O Código do Trabalho português (art. 351.º e seguintes) define justa causa como um comportamento culposo do trabalhador que, pela sua gravidade, torne imediatamente impossível a subsistência da relação laboral. A lista legal inclui:

  • Desobediência ilegítima a ordens do empregador
  • Violência física ou moral sobre colegas, superiores ou clientes
  • Danos culposos à empresa
  • Faltas repetidas e injustificadas
  • Abandono de posto

A alegação de agressão física — se provada — enquadra-se claramente na categoria de justa causa. Mas a palavra-chave é: se provada. A lei exige que o empregador instaure um processo disciplinar, notifique o trabalhador, e lhe conceda direito de defesa — mesmo nos casos mais graves.

O processo disciplinar: o que muitos empregadores ignoram

Um despedimento por justa causa sem respeito pelas formalidades pode ser declarado ilícito pelos tribunais — independentemente da gravidade do alegado comportamento. As etapas obrigatórias incluem:

  1. Suspensão preventiva — imediata, com ou sem vencimento (art. 354.º CT)
  2. Nota de culpa — documento escrito que descreve os factos imputados ao trabalhador
  3. Prazo de resposta — o trabalhador tem pelo menos 10 dias úteis para apresentar a sua defesa
  4. Decisão fundamentada — o empregador deve emitir uma decisão escrita, com base na instrução do processo

Se algum destes passos for omitido ou mal executado, o despedimento pode ser considerado ilícito — com consequências para a entidade patronal: pagamento de indemnização, reintegração do trabalhador, e pagamento de salários em atraso.

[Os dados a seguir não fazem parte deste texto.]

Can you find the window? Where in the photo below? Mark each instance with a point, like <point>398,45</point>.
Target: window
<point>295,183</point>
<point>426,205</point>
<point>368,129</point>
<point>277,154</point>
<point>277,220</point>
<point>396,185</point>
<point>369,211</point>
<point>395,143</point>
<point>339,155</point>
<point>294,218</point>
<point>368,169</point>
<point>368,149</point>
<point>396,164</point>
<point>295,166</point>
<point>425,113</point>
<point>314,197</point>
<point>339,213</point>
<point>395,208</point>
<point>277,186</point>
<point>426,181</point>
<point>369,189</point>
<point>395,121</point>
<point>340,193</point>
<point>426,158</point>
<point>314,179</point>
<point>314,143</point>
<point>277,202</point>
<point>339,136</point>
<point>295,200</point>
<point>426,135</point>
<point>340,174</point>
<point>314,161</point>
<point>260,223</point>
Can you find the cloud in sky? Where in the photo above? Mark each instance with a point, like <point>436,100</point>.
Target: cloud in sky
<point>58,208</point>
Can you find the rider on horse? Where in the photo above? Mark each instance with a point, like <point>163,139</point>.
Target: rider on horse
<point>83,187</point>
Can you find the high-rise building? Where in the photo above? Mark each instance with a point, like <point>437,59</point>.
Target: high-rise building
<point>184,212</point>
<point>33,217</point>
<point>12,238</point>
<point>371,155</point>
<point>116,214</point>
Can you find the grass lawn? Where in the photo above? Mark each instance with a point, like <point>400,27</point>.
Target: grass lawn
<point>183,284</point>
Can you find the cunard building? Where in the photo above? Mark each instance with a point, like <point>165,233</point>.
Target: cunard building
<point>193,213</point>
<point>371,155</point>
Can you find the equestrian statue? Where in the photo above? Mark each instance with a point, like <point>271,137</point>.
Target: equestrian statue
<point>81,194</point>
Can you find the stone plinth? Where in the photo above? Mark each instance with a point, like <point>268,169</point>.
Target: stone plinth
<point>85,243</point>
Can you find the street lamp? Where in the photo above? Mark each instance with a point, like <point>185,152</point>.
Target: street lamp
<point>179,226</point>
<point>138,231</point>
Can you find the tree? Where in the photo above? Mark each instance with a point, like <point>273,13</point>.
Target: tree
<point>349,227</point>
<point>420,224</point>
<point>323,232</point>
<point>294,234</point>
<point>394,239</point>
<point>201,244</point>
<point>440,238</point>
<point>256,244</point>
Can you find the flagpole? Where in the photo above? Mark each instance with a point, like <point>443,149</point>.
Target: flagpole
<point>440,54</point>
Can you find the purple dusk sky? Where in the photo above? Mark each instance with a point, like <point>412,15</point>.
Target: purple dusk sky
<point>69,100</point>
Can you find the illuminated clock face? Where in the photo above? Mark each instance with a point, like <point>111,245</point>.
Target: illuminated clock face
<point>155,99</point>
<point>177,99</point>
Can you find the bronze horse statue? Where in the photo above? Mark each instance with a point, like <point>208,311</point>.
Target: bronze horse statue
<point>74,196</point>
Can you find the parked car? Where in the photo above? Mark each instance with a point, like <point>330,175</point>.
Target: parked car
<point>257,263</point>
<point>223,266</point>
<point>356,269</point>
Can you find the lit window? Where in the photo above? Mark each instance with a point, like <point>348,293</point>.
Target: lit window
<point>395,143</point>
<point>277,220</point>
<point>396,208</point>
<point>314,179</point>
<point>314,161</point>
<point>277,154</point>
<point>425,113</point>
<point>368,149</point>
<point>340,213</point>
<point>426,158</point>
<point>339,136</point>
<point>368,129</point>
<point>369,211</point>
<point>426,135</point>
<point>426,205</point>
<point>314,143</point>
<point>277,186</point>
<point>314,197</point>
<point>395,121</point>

Quando o trabalhador contesta: o que pode acontecer

No caso Bacci, existe um cenário de contestação possível: se o treinador negar os factos e o clube não conseguir provar a agressão de forma suficiente, o despedimento pode ser impugnado no tribunal do trabalho.

O trabalhador despedido tem 60 dias para apresentar ação de impugnação do despedimento (art. 98.º-c do CPT). Se o tribunal considerar o despedimento ilícito, as opções são:

  • Reintegração no posto de trabalho (se o trabalhador quiser)
  • Indemnização equivalente a 30 ou 45 dias de salário base por cada ano de antiguidade, conforme o caso

Em situações de alegação mútua — em que o trabalhador também pode invocar comportamento abusivo da entidade patronal — o aconselhamento jurídico torna-se ainda mais crítico. Cada detalhe do processo disciplinar pode ser determinante no tribunal.

O despedimento por justa causa no desporto: uma realidade distinta?

Os contratos de trabalho desportivo em Portugal regem-se por legislação específica — a Lei n.º 54/2017 (Lei do Contrato de Trabalho Desportivo). Esta lei aplica-se a treinadores profissionais como Bacci e tem particularidades:

  • A rescisão por justa causa é possível, mas sujeita às mesmas garantias processuais
  • O prazo de impugnação é diferente do contrato comum
  • A indemnização pode incluir o valor dos salários até ao final do contrato

Dito isto, o princípio fundamental mantém-se: justa causa não é sinónimo de despedimento sem processo. A velocidade da decisão do Tondela — despedimento imediato após a denúncia — pode ser exatamente o ponto de contestação mais forte para a defesa de Bacci.

O que aprender com este caso: a importância de um advogado especializado

Seja trabalhador ou entidade patronal, o caso Bacci ilustra por que razão o direito do trabalho raramente admite improviso. Para o trabalhador: saber os seus direitos processuais pode fazer a diferença entre aceitar um despedimento injusto e obter uma indemnização justa. Para a empresa: um processo disciplinar mal conduzido transforma uma situação de justa causa numa responsabilidade legal cara.

Estatísticas do Ministério do Trabalho mostram que uma percentagem significativa dos despedimentos contestados em Portugal termina com acordo ou indemnização — precisamente porque o processo formal não foi cumprido à risca.

Um advogado especializado em direito do trabalho analisa o contrato, o processo disciplinar e os factos, e indica qual o caminho mais vantajoso — quer para contestar, quer para defender um despedimento.

Aviso: Este artigo tem carácter informativo geral e não constitui aconselhamento jurídico. Para uma avaliação do seu caso específico, consulte um advogado especializado em direito do trabalho.